Step 2: Calculate the differences from the mean for each participant (Sarah: 7-5=2, Sun Mee: 6-5=1, Josh: 2-5=-3, Rodney: 5-5=0).
Step 3: Square the differences: (Sarah: 2^2=4, Sun Mee: 1^2=1, Josh: (-3)^2=9, Rodney: 0^2=0).
Step 4: Sum the squared differences: 4 + 1 + 9 + 0 = 14
Step 5: Divide by the number of participants minus 1: \frac{14}{(4-1)} = \frac{14}{3} = 4.67
Step 6: Take the square root: \sqrt{4.67} \approx 2.16
Interpretation: Small standard deviation means less variability; large means scores are far from the mean.
Reason for Subtracting 1: Accounts for using the sample mean to calculate variability.
Inferential Statistics
Purpose: To draw conclusions about observed differences or correlations and assess whether results are likely due to chance.
Definition: Mathematical methods to determine if data support a research hypothesis.
Example Study:
Research Question: Relationship between expressions of positive emotion and interpersonal success.
Method: Videotaping job candidate interviews and coding for Duchenne smiling.
Results: Mean smiles for not called back = 3.5, mean smiles for called back = 6.5.
Question: Is the difference of 3 smiles significant or due to chance?
Critical Evaluation of Psychological Research
Media Limitations:
Journalists and media personnel lack training in psychological research.
They may struggle to evaluate information and focus on sensational findings.
Media reports often lack detail and qualifications.
Overgeneralization:
Media reports often omit details about the sample.
Sample characteristics (number of participants, gender, ethnicity) are crucial for interpretation.
Example: Original "fight or flight" research only included men.
Group vs. Individual:
Group statistics may not apply to every individual.
Consumers may misinterpret their experience if it doesn't match group averages.
Example: Developmental milestones do not characterize all children equally.
Albert Einstein did not start talking until he was 3 years old.
Single Study Limitations:
No single study provides definitive answers.
Conflicting results are common in psychological research.
Answers emerge from multiple studies with similar conclusions.
Causation vs. Correlation:
Avoid drawing causal conclusions from correlational studies.
Correlation does not imply causation.
Sources of Psychological Information
Academic Journals:
Findings are submitted for peer review.
Peer review ensures higher scrutiny compared to popular media.
Media Reliability:
Respected newspapers (e.g., The New York Times, The Washington Post) and magazines (e.g., Time, The Atlantic) are more trustworthy.
Tabloids (e.g., National Enquirer) and unverified online sources are less reliable.
The Scientific Method and Health and Wellness
Expressive Writing:
James Pennebaker's research shows that writing about traumatic life events leads to health and well-being benefits.
Initial correlational study compared survivors of spousal suicide and accidental death.
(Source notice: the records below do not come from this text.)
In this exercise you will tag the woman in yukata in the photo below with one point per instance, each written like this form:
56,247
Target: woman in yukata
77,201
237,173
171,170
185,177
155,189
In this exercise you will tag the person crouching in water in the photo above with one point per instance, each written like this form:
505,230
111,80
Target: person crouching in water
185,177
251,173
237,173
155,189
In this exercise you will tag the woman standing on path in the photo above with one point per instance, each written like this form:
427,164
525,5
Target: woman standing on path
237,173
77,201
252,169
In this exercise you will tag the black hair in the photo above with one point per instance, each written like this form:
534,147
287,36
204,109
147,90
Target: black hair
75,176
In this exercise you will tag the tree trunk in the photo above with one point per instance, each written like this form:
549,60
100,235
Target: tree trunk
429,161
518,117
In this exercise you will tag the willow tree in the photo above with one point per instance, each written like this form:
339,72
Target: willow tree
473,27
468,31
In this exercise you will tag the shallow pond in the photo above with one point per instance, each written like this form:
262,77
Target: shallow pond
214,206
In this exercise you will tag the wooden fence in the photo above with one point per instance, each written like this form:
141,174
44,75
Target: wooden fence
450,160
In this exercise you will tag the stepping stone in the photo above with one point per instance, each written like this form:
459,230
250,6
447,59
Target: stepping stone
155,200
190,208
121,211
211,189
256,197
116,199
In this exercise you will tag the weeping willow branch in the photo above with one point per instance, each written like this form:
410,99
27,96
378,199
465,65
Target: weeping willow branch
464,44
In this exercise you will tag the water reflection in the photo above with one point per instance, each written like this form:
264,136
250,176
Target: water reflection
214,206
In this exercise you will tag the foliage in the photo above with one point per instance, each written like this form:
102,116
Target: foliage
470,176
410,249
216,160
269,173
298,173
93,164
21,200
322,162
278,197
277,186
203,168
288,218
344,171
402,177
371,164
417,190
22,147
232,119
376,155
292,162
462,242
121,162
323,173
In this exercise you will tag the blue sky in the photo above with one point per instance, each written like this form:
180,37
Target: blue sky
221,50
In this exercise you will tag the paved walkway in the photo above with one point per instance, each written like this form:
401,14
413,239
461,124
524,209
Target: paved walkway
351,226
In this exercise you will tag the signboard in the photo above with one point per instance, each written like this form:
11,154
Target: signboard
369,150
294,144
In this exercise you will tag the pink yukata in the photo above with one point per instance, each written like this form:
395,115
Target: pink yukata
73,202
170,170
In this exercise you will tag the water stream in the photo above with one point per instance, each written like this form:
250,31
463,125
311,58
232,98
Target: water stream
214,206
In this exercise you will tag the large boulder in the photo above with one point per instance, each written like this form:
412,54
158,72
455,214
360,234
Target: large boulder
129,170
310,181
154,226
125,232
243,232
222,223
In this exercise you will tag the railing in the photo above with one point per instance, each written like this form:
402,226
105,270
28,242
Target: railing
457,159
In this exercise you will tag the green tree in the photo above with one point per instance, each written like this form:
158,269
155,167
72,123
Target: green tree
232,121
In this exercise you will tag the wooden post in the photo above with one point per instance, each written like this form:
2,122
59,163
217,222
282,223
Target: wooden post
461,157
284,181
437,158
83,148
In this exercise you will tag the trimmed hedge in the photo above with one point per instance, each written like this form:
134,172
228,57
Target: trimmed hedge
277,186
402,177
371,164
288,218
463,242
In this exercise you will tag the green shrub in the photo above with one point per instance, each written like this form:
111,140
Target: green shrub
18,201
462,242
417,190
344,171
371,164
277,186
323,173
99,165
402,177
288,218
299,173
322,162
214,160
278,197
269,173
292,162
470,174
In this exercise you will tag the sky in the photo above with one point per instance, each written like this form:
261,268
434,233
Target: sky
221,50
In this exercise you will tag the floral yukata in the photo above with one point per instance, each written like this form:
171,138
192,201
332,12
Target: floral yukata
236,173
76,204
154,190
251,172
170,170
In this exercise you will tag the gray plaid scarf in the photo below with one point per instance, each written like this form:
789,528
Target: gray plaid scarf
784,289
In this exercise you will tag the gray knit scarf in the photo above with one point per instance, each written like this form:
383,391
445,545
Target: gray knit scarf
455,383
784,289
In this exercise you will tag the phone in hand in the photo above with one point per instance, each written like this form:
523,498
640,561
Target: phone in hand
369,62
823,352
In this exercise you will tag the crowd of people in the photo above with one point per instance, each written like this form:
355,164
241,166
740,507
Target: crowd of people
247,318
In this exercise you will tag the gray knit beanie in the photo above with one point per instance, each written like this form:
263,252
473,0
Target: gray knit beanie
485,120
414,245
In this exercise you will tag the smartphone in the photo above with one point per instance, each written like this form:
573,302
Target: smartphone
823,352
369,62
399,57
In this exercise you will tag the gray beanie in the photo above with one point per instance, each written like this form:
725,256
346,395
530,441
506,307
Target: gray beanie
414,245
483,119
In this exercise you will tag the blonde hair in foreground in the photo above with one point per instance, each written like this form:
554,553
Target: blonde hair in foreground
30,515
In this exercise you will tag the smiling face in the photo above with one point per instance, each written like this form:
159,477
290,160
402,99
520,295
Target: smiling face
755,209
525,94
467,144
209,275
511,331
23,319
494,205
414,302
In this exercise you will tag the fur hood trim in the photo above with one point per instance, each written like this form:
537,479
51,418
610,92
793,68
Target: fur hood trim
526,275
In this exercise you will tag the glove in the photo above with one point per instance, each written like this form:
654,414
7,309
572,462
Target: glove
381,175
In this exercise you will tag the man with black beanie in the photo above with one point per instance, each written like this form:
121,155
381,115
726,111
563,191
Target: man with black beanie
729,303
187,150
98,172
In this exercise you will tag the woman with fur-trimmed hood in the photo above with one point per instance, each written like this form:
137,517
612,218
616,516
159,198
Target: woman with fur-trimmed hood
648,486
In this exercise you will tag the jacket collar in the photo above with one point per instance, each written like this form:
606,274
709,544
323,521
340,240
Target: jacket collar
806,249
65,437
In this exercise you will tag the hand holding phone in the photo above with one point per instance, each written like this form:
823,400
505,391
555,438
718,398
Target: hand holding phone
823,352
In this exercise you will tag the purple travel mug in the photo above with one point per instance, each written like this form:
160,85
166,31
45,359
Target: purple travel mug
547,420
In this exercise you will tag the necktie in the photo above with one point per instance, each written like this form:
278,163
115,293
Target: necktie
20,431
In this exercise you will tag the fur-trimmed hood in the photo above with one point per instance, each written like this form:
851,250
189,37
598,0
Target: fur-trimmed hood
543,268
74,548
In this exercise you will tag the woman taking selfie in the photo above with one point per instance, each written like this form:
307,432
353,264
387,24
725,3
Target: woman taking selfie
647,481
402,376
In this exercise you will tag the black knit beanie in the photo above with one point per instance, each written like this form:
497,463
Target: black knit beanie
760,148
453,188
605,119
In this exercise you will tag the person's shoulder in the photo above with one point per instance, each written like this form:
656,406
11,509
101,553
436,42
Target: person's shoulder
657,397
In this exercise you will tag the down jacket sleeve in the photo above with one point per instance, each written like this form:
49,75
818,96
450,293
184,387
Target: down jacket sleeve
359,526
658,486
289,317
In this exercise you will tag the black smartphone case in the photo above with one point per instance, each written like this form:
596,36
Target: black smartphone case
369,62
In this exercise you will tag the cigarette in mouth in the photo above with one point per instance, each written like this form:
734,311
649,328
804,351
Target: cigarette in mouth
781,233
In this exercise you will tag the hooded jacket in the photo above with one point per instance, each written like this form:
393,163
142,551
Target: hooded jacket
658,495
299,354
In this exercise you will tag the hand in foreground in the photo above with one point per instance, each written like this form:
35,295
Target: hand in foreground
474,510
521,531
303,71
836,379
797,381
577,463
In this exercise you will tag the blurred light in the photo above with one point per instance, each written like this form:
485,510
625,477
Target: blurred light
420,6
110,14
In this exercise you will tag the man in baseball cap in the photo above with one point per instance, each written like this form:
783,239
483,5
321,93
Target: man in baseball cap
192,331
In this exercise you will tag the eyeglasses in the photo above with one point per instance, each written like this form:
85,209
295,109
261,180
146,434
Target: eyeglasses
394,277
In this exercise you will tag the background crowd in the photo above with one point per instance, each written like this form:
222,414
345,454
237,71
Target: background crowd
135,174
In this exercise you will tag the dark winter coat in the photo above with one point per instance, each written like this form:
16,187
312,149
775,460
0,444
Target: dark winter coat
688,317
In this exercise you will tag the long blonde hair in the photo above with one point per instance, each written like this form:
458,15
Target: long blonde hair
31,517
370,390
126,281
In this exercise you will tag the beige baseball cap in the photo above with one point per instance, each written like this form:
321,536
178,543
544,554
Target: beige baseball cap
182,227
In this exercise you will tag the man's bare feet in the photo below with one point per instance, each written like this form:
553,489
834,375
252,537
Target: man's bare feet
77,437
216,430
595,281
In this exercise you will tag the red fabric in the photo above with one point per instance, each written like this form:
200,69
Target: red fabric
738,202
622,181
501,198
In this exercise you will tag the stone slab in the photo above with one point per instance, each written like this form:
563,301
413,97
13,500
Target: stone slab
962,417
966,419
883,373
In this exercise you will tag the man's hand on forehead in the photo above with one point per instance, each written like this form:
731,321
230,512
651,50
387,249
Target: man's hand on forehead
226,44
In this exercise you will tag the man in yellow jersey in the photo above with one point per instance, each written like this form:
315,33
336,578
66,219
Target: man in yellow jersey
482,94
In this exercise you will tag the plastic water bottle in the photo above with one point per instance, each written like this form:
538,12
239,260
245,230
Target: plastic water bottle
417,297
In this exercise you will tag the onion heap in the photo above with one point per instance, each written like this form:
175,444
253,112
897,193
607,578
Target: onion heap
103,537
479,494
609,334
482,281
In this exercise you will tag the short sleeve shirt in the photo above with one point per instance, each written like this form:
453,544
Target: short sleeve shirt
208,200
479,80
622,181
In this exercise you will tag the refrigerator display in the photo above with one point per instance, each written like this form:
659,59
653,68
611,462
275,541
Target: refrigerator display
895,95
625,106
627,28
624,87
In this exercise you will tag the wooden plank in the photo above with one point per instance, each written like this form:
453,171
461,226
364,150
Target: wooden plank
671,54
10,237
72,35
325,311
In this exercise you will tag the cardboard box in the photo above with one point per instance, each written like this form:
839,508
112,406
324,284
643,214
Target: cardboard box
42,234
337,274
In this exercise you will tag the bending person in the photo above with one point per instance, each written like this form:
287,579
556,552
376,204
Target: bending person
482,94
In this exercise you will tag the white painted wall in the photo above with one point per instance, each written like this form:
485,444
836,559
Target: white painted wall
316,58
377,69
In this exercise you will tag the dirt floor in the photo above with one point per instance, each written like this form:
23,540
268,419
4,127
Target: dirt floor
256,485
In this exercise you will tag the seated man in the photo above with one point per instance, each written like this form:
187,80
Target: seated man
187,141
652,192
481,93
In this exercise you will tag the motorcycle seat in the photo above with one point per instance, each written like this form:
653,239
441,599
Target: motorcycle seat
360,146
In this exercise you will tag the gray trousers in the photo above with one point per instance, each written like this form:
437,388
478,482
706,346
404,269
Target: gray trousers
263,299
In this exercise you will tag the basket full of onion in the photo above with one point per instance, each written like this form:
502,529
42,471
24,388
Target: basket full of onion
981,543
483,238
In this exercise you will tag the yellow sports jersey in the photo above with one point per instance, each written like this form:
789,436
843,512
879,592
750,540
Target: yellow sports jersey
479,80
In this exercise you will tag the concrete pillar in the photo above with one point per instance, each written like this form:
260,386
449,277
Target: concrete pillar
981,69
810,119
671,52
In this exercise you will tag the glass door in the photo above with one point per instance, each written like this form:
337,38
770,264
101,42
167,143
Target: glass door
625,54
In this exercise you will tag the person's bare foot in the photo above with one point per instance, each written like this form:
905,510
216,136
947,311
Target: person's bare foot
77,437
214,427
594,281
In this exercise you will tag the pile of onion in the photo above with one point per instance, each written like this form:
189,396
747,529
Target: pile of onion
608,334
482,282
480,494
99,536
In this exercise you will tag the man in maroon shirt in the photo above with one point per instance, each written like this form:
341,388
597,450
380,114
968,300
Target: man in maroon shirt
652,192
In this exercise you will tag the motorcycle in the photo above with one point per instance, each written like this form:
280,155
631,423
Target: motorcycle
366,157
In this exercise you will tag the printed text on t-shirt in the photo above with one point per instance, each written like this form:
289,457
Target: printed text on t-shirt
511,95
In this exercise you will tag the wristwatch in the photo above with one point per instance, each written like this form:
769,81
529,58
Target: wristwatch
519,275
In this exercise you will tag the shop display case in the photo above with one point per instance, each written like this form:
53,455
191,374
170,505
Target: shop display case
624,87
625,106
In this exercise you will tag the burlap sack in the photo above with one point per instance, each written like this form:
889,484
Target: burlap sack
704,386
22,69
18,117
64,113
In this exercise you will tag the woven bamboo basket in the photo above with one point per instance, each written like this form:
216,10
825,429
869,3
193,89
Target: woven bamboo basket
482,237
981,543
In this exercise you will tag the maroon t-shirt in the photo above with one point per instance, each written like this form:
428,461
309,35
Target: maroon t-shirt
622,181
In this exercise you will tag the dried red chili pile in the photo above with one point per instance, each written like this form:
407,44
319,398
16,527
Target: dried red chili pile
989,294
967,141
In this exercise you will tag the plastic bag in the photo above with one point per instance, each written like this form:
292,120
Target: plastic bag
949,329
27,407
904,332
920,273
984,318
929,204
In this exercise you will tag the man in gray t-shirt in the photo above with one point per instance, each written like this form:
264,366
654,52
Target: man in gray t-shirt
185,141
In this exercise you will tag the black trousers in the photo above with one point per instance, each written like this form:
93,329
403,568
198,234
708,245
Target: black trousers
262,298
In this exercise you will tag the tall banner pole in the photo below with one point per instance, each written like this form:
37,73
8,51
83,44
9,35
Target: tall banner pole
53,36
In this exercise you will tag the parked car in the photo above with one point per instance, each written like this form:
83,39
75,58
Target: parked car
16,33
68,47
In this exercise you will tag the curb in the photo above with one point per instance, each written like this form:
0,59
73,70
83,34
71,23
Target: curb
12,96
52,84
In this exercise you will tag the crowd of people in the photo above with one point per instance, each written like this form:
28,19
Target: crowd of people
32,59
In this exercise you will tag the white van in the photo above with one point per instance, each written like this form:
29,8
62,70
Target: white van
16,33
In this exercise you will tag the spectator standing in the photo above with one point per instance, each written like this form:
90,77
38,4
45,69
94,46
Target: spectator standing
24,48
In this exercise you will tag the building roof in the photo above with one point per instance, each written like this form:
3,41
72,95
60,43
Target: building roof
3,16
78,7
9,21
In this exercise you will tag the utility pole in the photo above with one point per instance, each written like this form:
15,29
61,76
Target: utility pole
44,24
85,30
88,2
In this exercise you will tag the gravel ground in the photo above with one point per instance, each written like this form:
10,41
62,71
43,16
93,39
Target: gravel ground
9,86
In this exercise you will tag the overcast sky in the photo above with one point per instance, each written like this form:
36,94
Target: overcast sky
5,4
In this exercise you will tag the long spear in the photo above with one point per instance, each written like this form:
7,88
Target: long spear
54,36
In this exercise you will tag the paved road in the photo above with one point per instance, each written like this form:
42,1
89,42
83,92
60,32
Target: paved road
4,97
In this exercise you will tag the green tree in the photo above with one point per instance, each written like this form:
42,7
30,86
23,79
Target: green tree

Survivors of spousal suicide were more likely to get sick because they were less likely to talk about their loss.
Experimental Studies:
Participants were randomly assigned to write about either their most traumatic event (experimental) or an uninteresting topic (control).
Wrote for 20 minutes on three or four consecutive days.
Results: The trauma writing group had better physical health.
Ethical Principles in Research
Balancing Act: Ethical principles seek to balance the pursuit of knowledge, and the well-being, rights, and dignity of participants.
Key Issues Addressed by APA Guidelines:
Informed consent
Confidentiality
Debriefing
Deception
Informed Consent:
Participants must know what their participation will involve.
Example: In a dating study, participants should be informed that a questionnaire might stimulate thoughts about their relationships that they have not considered.
Participants can withdraw at any time.
Confidentiality:
Researchers must keep individual data confidential and anonymous when possible.
Confidential data can be linked to participants' identities; anonymous data cannot.
Debriefing:
Researchers inform participants of the study's purpose and methods after completion.
Preliminary information can be given beforehand but should not affect behavior.
Deception:
Used when revealing the study's purpose would alter behavior.
Example: Risk-taking and trust study where participants interacted with a confederate.
Deception must not harm participants, and debriefing is essential.
Researchers can never deceive participants about actual harms that may occur in a study.
Informed consent is violated in deception studies, so participants should have the option of withdrawing consent after debriefing.
Federal Oversight:
The Office for Human Research Protections ensures participant well-being.
Addresses ethical issues in research on vulnerable populations.
Ethical Treatment of Research Animals
Animal Research:
Used to understand and solve human problems.
Animal studies have produced important benefits to human life.
Ethical Considerations:
Using nonhuman animals poses an ethical dilemma since they cannot provide consent.
APA members using animals account for about 5 percent of all psychological research.
90 percent of animal research involves rats and mice.
Guidelines:
Researchers follow standards for housing, feeding, and maintaining well-being.
They weigh potential benefits against possible harm and avoid unnecessary pain.